SynthesizeMe turns a short history of pairwise choices into a personalized prompt for predicting future choices. It does not start from a declared identity or trait inventory. First, an LLM speculates about why the user selected one response and validation-driven search retains reasoning that helps predict a small held-out context. The selected explanations are then condensed into a natural-language persona. Finally, the method searches for prior examples that, together with the persona, maximize validation accuracy. The instruction for writing personas is optimized with DSPy MIPROv2 on PRISM users and transferred to Chatbot Arena and other models. The paper explicitly states that the initial reasoning is generated without background knowledge and is purely speculative.
Evaluation uses PersonalRewardBench, a curation of two existing datasets. Chatbot Arena contributes 131 users and 1,338 pairs; PRISM contributes 723 users, 3,897 conversations, and 16,705 pairs, for 854 users in total. Users need at least five preferences, GPT-4o-mini filters queries deemed personalizable, and five LLM judges run in both response orders remove unanimously judged cases. Users are partitioned 40/10/50% into train, validation, and test; within each user, temporally ordered interactions are divided 50/20/30% into training context, validation context, and target preferences. Full Parquet QA reproduces the totals and finds no user or conversation crossing partitions. It also finds 12 duplicate PRISM rows, six pairs with identical chosen and rejected responses, and up to 16 correlated pairs per conversation. The personalizability filter was checked on only 100 manually labeled examples with a 50-case test set, without annotator agreement or uncertainty.

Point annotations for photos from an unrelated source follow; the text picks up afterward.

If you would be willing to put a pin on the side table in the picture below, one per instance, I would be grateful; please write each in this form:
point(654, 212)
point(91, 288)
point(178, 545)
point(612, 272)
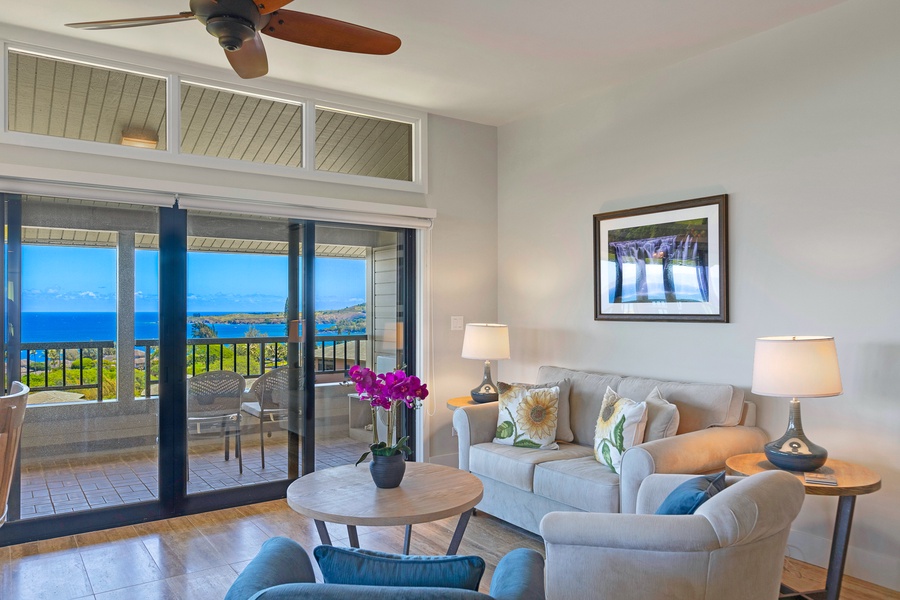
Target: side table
point(852, 480)
point(454, 403)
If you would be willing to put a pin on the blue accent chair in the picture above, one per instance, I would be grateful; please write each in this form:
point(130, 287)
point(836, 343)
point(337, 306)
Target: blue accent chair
point(282, 571)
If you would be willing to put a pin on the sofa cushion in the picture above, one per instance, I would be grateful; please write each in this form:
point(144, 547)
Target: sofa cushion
point(515, 466)
point(662, 417)
point(620, 426)
point(689, 495)
point(582, 483)
point(527, 416)
point(563, 424)
point(585, 397)
point(700, 405)
point(355, 566)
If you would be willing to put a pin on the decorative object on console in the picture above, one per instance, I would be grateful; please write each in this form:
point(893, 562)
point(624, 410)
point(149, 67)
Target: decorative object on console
point(689, 495)
point(387, 391)
point(620, 426)
point(528, 416)
point(662, 263)
point(487, 342)
point(796, 367)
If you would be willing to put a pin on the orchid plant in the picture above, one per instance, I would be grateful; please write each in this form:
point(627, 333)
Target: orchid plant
point(387, 391)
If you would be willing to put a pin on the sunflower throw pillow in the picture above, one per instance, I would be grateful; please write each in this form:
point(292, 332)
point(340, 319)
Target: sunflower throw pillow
point(528, 416)
point(619, 427)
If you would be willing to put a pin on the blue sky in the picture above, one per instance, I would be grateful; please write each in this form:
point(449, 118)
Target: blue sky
point(59, 278)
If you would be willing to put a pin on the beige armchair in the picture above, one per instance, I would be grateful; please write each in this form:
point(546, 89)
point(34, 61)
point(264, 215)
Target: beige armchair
point(12, 415)
point(732, 547)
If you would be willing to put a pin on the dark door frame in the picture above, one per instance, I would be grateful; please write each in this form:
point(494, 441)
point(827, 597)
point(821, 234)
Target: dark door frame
point(173, 499)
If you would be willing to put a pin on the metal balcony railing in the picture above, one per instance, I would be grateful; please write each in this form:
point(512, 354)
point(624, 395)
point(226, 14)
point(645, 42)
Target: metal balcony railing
point(70, 366)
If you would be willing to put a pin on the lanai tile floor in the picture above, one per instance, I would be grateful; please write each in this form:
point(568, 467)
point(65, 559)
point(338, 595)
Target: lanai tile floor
point(85, 482)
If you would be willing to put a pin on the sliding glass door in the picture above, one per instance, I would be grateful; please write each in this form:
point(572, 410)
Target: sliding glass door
point(244, 384)
point(82, 325)
point(187, 360)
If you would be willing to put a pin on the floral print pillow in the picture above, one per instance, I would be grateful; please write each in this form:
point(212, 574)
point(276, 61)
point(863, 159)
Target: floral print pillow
point(620, 426)
point(528, 416)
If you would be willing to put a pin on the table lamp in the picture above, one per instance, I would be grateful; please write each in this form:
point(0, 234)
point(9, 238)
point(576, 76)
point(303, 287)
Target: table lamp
point(796, 367)
point(486, 341)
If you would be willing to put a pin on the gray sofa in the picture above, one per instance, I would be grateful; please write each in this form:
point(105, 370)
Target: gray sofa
point(521, 485)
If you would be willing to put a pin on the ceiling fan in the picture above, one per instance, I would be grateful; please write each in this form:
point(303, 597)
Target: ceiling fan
point(238, 23)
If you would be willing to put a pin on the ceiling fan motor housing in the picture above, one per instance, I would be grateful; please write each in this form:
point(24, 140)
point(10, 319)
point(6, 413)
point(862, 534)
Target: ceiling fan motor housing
point(232, 22)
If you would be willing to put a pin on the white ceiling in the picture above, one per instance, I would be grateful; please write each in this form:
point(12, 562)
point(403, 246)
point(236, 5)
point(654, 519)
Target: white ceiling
point(487, 61)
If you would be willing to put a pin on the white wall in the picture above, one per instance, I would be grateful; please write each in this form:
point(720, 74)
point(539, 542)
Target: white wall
point(462, 178)
point(800, 126)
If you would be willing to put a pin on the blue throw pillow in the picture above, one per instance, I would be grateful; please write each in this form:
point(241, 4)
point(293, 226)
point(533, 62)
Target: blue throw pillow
point(688, 496)
point(369, 567)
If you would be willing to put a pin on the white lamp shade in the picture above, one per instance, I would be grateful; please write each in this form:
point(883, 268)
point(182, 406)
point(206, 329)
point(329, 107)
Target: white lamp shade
point(486, 341)
point(796, 367)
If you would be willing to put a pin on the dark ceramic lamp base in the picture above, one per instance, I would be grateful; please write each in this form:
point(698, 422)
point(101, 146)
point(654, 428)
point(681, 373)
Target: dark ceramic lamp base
point(486, 390)
point(794, 451)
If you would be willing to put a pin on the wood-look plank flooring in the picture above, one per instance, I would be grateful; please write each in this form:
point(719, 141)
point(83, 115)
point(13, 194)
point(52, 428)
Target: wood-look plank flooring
point(197, 557)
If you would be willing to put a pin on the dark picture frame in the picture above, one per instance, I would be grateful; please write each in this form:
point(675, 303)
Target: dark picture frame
point(667, 262)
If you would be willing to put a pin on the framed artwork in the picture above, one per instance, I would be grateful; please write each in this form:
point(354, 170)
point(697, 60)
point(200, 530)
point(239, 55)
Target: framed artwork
point(663, 263)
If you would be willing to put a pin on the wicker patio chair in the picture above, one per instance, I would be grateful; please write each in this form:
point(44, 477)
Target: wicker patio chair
point(12, 415)
point(214, 405)
point(270, 402)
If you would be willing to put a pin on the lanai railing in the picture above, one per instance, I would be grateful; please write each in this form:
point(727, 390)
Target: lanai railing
point(86, 366)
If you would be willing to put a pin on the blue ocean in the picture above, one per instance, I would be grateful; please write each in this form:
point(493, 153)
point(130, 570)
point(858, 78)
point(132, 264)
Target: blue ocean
point(96, 326)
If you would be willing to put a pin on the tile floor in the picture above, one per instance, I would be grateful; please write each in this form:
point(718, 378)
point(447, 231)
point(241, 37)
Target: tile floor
point(83, 482)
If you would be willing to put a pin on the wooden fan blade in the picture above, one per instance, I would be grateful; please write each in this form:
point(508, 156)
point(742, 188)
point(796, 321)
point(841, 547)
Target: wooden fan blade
point(138, 22)
point(250, 61)
point(322, 32)
point(269, 6)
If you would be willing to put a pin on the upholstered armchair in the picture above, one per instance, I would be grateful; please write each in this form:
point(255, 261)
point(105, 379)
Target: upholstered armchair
point(12, 416)
point(731, 547)
point(282, 571)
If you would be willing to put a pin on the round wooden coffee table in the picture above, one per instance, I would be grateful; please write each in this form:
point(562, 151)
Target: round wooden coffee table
point(347, 495)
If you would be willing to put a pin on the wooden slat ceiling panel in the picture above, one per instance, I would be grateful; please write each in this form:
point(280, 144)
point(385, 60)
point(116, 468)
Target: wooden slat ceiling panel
point(63, 99)
point(361, 145)
point(108, 239)
point(228, 125)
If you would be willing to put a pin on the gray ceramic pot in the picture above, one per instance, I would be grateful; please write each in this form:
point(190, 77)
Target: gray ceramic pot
point(387, 471)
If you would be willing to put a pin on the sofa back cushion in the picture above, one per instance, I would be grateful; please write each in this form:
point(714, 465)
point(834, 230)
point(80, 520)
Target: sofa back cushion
point(700, 405)
point(585, 398)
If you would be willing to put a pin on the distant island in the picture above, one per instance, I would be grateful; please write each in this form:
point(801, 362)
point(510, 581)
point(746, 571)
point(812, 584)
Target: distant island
point(351, 319)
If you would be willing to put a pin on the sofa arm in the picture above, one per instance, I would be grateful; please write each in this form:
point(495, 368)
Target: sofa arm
point(474, 424)
point(695, 452)
point(519, 576)
point(279, 561)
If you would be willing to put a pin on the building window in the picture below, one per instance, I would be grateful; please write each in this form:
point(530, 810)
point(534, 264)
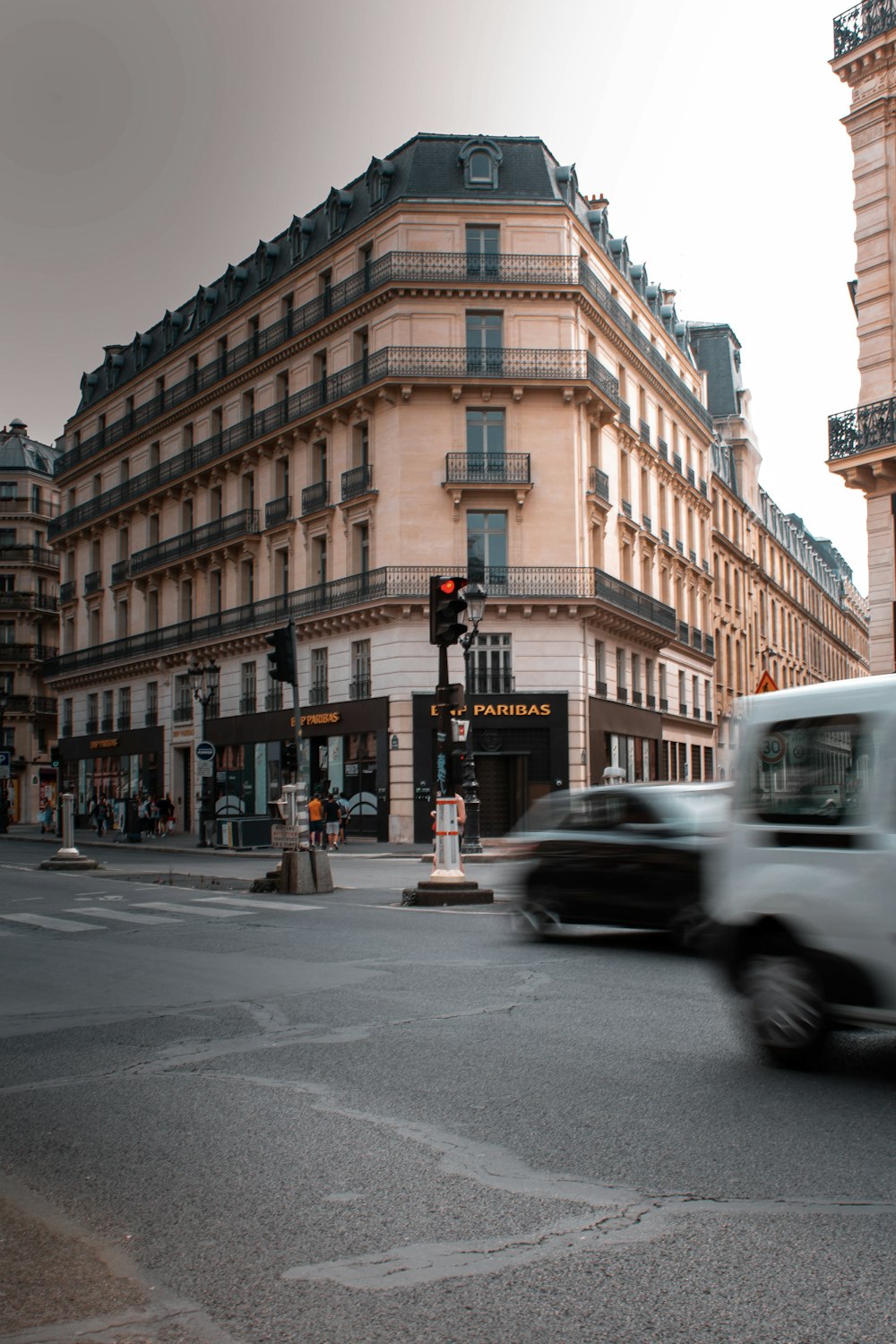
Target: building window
point(247, 688)
point(360, 685)
point(492, 666)
point(484, 343)
point(320, 676)
point(482, 250)
point(481, 161)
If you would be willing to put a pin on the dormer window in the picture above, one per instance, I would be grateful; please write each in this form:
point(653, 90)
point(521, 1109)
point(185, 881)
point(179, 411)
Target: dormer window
point(234, 279)
point(300, 236)
point(266, 255)
point(481, 160)
point(379, 179)
point(338, 207)
point(171, 325)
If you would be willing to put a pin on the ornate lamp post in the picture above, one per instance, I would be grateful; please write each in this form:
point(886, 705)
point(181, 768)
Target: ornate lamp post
point(204, 679)
point(4, 793)
point(476, 596)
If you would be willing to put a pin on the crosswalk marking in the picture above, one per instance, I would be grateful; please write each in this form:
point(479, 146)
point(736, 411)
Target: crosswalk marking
point(47, 922)
point(253, 903)
point(188, 910)
point(121, 914)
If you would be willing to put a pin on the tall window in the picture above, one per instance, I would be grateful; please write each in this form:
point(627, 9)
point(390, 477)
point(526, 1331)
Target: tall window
point(492, 666)
point(481, 250)
point(320, 676)
point(484, 343)
point(484, 438)
point(487, 548)
point(360, 685)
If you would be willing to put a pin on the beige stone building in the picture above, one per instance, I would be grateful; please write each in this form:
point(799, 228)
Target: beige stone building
point(863, 440)
point(450, 366)
point(29, 618)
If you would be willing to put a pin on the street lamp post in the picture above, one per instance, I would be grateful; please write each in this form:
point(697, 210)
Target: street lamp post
point(476, 596)
point(4, 793)
point(204, 679)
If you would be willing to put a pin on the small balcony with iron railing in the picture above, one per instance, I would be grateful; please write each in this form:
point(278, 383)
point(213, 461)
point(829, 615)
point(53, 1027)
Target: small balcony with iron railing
point(316, 497)
point(279, 511)
point(218, 532)
point(357, 481)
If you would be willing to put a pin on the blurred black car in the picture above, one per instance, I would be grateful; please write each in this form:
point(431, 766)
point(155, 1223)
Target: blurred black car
point(632, 855)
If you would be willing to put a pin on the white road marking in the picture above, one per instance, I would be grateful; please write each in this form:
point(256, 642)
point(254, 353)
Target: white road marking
point(255, 905)
point(46, 922)
point(120, 914)
point(188, 910)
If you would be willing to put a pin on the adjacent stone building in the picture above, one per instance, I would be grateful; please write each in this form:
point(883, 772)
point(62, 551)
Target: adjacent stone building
point(449, 366)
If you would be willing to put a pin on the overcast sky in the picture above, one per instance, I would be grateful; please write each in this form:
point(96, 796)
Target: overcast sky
point(145, 144)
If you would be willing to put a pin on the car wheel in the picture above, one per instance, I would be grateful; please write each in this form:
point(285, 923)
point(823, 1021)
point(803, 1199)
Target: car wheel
point(786, 1005)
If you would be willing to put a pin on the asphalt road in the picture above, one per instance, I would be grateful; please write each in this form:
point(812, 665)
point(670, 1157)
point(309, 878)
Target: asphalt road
point(343, 1120)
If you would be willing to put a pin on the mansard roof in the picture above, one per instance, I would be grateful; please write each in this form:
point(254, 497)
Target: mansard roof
point(19, 453)
point(427, 167)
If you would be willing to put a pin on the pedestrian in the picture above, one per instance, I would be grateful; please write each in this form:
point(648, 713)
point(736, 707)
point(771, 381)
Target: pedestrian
point(331, 816)
point(316, 822)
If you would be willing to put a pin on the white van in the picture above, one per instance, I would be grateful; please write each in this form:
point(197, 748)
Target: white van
point(804, 895)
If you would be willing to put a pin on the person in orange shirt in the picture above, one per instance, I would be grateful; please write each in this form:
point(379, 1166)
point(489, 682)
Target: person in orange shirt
point(316, 822)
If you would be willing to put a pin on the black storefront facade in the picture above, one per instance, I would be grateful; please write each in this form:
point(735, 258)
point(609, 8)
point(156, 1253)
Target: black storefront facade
point(626, 737)
point(344, 747)
point(120, 766)
point(520, 745)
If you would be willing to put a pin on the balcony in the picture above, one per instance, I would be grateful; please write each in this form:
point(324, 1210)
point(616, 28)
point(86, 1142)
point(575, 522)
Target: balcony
point(31, 556)
point(599, 484)
point(220, 532)
point(861, 23)
point(394, 583)
point(487, 470)
point(279, 511)
point(358, 480)
point(314, 497)
point(866, 429)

For LLM judges, the paper reports gains up to 4.4 points on Chatbot Arena and 3.41 on PRISM. Those figures depend on the variant and comparator: 61.97% for 70B Just Demos versus the 57.57% Memory baseline on Arena, and 57.76% for 70B Just Demos versus the 54.35% default judge on PRISM. The ablation is central: persona text without demonstrations is worse than the default judge for 3B and 70B on both datasets and improves only the two 8B cases. Every winning configuration contains selected examples. With a persona prompt distilled from 70B, the 8B Persona+Demos variant reaches 61.62% on Arena and 55.24% on PRISM, versus 53.70% and 52.80% for the default judge. Distribution-fitted Bradley-Terry reward models are much stronger, however. Adding SynthesizeMe improves only three of six configurations slightly, always within the reported intervals, and degrades or leaves unchanged the others; the authors therefore recommend it mainly for in-context personalization.
Persona fidelity has a narrow operational meaning. PRISM users wrote one or two sentences about what they wanted from an LLM; GPT-4o-mini, not human raters, decides whether a generated persona strongly matches those statements. True-pair match rates rise from 26.5% to 50.2% and 56.1% for 3B, 8B, and 70B, while random matches remain around 46-47% for 8B/70B; only the 70B comparison is marked significant. This supports some predictive association, not the truth of biographical or psychological detail. Appendix prompts invent unobserved names, ages, occupations, values, interests, and traits. The optimized 70B instruction itself embeds topics from the optimization set, art, social justice, environmental issues, pessimism, and hope, showing dataset imprinting. Readable text is not automatically a causal explanation or factual user description.
Uncertainty and artifacts further narrow the conclusion. The released code bootstraps the two orders of a pair and multiple pairs from one conversation as separate observations, without user or conversation clustering, so uncertainty may be understated. The benchmark is selected with the same class of LLM judges later evaluated, and unanimity is not ground-truth accuracy. The authors acknowledge possible contamination of Gemini models by public Chatbot Arena data, limited longitudinal realism, and sycophancy risk. The repository contains the core algorithm and prompts but not the full filtering pipeline or scripts to reproduce tables, baselines, and seeds; it has no tests and only a publishing workflow. `pip install SynthesizeMe` currently selects stable 0.0.1 rather than repository version 0.0.11-alpha.1 and lacks the documented dataset loader. The repository version omits the `datasets` dependency and has defects in loading, demo fallback, and pre-fit state. Both complete derived datasets are public, but their cards are empty and unlicensed, fail to carry forward upstream no-reidentification and licensing terms, and retain PRISM identifiers linkable to demographic profiles. The supported result is that selected examples and, in some settings, persona hypotheses improve preference prediction on two filtered benchmarks. The paper does not establish that the system discovers who a user is or that its personas are true, safe, or stable.